Out of Cash: Will You Have the Savings to Retire?

ByABC News
July 11, 2006, 3:18 PM

July 11, 2006 — -- Here's an ugly fact: The national savings rate has gone negative for the first time since the Great Depression. Not only are Americans not saving any of the money they earn, they're spending more than they earn, driving themselves deeper into debt.

The savings rate has been steadily declining for a generation now. Twenty five years ago Americans saved an average of 10 percent of what they earned. Last year they spent $42 billion more than they earned.

Cindy Taylor knows she should be saving. The Humboldt, Tenn., woman said not a day goes by that she doesn't worry about money.

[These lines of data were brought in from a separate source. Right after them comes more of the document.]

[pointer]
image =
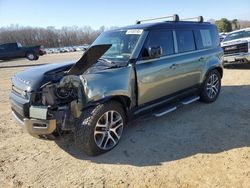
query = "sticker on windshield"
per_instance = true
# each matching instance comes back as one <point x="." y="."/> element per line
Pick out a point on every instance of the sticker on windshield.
<point x="134" y="32"/>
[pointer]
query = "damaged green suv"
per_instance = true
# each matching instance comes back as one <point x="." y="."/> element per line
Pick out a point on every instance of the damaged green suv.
<point x="145" y="69"/>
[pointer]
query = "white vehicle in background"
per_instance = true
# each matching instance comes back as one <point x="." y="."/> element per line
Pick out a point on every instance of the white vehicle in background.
<point x="236" y="46"/>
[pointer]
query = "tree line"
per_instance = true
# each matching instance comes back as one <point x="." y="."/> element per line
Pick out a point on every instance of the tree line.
<point x="71" y="36"/>
<point x="50" y="36"/>
<point x="225" y="25"/>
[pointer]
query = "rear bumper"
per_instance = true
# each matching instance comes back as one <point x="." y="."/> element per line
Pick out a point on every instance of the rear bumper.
<point x="242" y="57"/>
<point x="36" y="127"/>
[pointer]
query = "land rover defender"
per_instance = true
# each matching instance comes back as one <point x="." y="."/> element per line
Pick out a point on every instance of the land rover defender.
<point x="147" y="69"/>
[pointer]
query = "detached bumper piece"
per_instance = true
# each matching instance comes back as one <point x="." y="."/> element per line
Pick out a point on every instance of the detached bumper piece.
<point x="37" y="127"/>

"I continue to worry about it, because I want to get out of this cycle. I want to get out of debt," Taylor told ABC News.

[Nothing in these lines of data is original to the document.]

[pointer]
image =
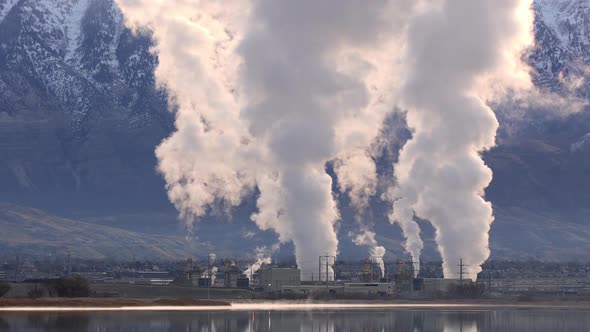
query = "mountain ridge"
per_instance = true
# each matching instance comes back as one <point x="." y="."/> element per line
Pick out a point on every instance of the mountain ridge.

At 44, Taylor has a good job and a nice house, but she also has three grown children and a grandchild living with her while she carries a mortgage, $15,000 in credit card debt, and shows no savings.

"I know that if I don't do something drastically to change now with my finances, you know what's going to happen when I approach retiring? I won't be retiring," she said.

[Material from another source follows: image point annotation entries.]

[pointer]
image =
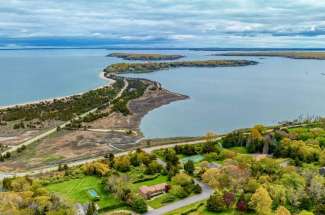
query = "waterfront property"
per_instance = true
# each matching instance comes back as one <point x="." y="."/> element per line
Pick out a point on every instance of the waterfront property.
<point x="150" y="191"/>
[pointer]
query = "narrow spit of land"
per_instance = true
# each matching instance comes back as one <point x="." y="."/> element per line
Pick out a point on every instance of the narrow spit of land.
<point x="293" y="55"/>
<point x="138" y="56"/>
<point x="154" y="66"/>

The Center for Retirement Research estimates -- conservatively -- that 43 percent of American households won't have enough money to maintain their standard of living in retirement.

For low-income Americans, that means not being able to cover the cost of such basic necessities as food and shelter. Some will fall into poverty.

"For middle-income people, it means they really will notice a decline in how well they are living," said Alicia Munnell, executive director of the Center for Retirement Research. "They will have to pinch pennies and really be worried once they stop working."

And that's if they are even able to stop working. Experts said it's hard to imagine how baby boomers will be able to stop working at the current retirement age of 62 for women, and 63 for men when so few have the financial resources to pay for a long retirement.

Just 20 percent of Americans are still eligible for company pensions; 25 percent have never enrolled in their employers' 401k retirement plans; and 45 percent cash out their 401ks whenever they change jobs, despite big tax penalties.

"There's a real irony here that people are saving less and living longer, and that's a real problem," said Robert Bixby, the executive director of the Concord Coalition.